Tenemos la idea de que si nos equivocamos o no hacemos lo que “se debe” y al mismo tiempo sentimos culpa, entonces somos personas buenas. Por el contrario, si no nos sentimos culpables asumimos que somos malos, nos juzgamos demasiado y nos autodenominamos personas sin conciencia. Solo una persona muy mala le haría daño a alguien (o a sí misma) sin sentirse mal, ¿verdad?

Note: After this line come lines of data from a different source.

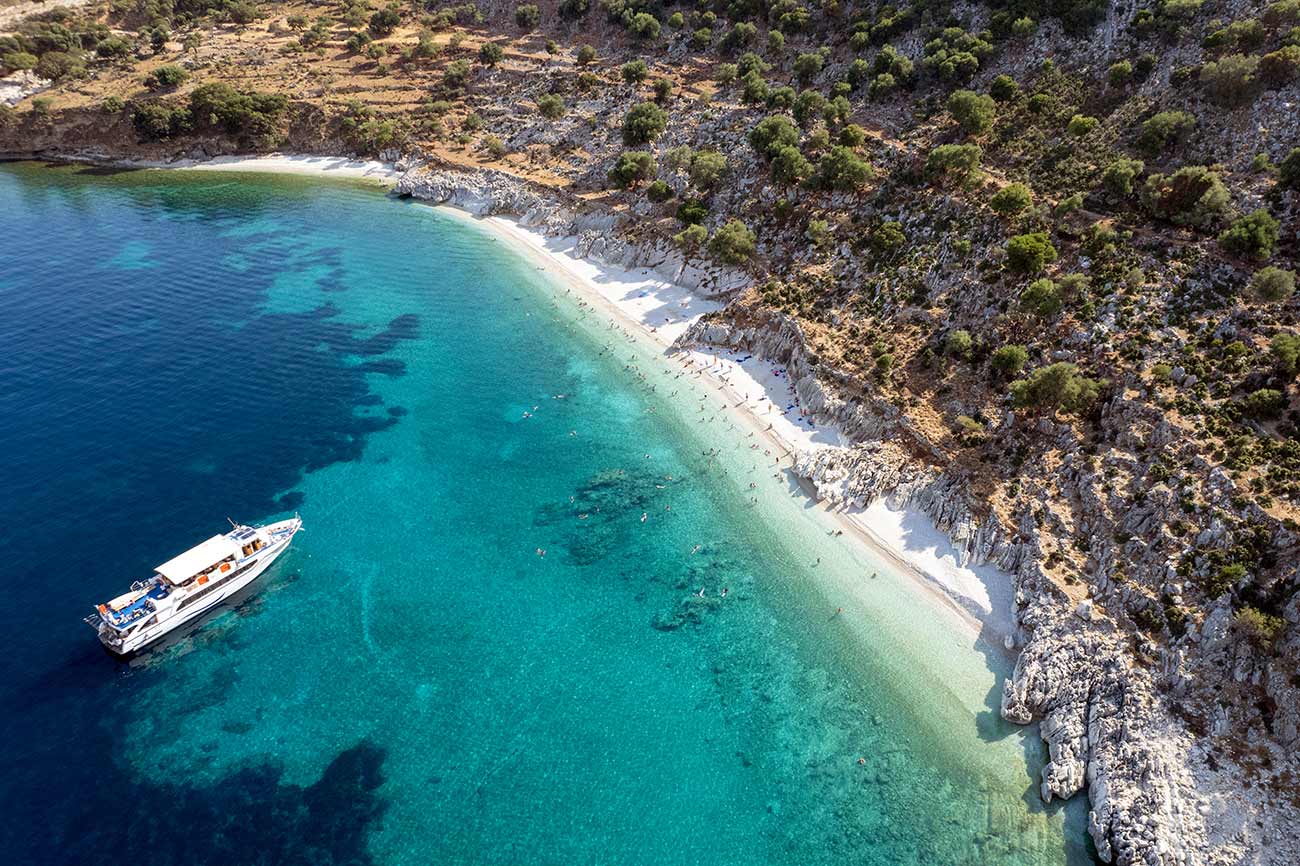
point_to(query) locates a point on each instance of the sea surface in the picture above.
(414, 682)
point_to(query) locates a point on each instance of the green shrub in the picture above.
(385, 21)
(1080, 125)
(1261, 629)
(807, 66)
(635, 72)
(882, 86)
(789, 167)
(644, 124)
(706, 169)
(807, 107)
(1030, 252)
(958, 343)
(1223, 580)
(818, 233)
(1230, 81)
(632, 168)
(658, 191)
(573, 9)
(843, 170)
(1119, 73)
(551, 105)
(1009, 359)
(155, 121)
(1279, 68)
(165, 77)
(1192, 195)
(1057, 388)
(455, 76)
(771, 134)
(1286, 354)
(1118, 177)
(974, 112)
(644, 26)
(113, 48)
(887, 238)
(242, 11)
(1165, 130)
(749, 63)
(732, 243)
(528, 16)
(1264, 403)
(956, 55)
(1273, 284)
(692, 237)
(1012, 199)
(246, 112)
(18, 60)
(953, 164)
(692, 212)
(1255, 236)
(1043, 298)
(853, 135)
(1004, 89)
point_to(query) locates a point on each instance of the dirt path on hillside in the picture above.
(13, 13)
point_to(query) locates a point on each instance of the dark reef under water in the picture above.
(415, 682)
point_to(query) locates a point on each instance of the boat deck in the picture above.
(138, 607)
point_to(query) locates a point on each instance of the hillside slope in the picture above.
(1038, 258)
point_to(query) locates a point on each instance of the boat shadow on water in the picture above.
(250, 601)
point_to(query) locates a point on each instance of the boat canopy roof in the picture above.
(195, 559)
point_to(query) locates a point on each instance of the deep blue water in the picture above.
(412, 683)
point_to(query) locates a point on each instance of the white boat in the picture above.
(186, 587)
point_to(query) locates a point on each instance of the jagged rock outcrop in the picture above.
(1105, 727)
(1099, 715)
(596, 234)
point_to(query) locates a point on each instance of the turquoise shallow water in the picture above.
(414, 683)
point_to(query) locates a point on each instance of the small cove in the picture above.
(415, 683)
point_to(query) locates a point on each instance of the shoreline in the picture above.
(601, 285)
(982, 597)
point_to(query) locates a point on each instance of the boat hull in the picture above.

El problema con esta manera de pensar es que luego nos vamos a los extremos y nuestra idea de “hacer daño” puede incluir un montón de cosas que cometemos en nuestro acelere cotidiano; por ejemplo, terminar todos los pendientes de la oficina, saltarte la clase de pilates para poder dormir más, no contestarle el teléfono a tu mamá, ¡hasta poner límites nos da culpa!

 

Cuando nos invade la culpa creemos que somos malos y la pasamos bastante mal hasta que logramos tener otra actitud al respecto. Solo cuando aprendemos que las equivocaciones son parte de nuestra evolución y que en cada paso que damos tenemos la oportunidad para mejorar el que sigue, podremos vivir más tranquilos.

 

Pon a trabajar tus sentimientos de culpa

  • Reconoce que sientes culpa y ubica la causa.
  • Identifica qué tipo de culpa. A) Sistémica: si es porque estás rompiendo las reglas de algún grupo al que perteneces y lo que estás haciendo es para tu beneficio, ármate de valor y asume el precio de crecer. Lo más probable es que se te quite al tolerarla. Recuerda que no estás aquí para hacer lo que los demás quieren que hagas. B) Real: Si hiciste algo que necesita ser compensado o corregido. ¡Hazlo!
  • Aprende la lección de la experiencia. Céntrate en lo que tienes que aprender de la situación y pregúntate si tu sacrificio va generar un cambio real en tu estado o en el de los demás.
  • Perdónate. ¿Qué crees?, todos nos equivocamos y tú solo eres un ser humano como todos los demás.
  • Ten clara tu responsabilidad. Asúmela, esto es lo que te llenará de poder. Regrésale a los demás la suya, esto te liberará para hacer tu vida sin tener que cumplir las expectativas de otros.

 

Imagina que despiertas un día y todo ese peso que cargas lamentándote por lo que dijiste, hiciste o dejaste de hacer, se transforma en una herramienta eficaz para cuidar más tus palabras y acciones. Deja de perder el tiempo y utiliza la culpa a tu favor, de lo que se trata todo es de ser más feliz.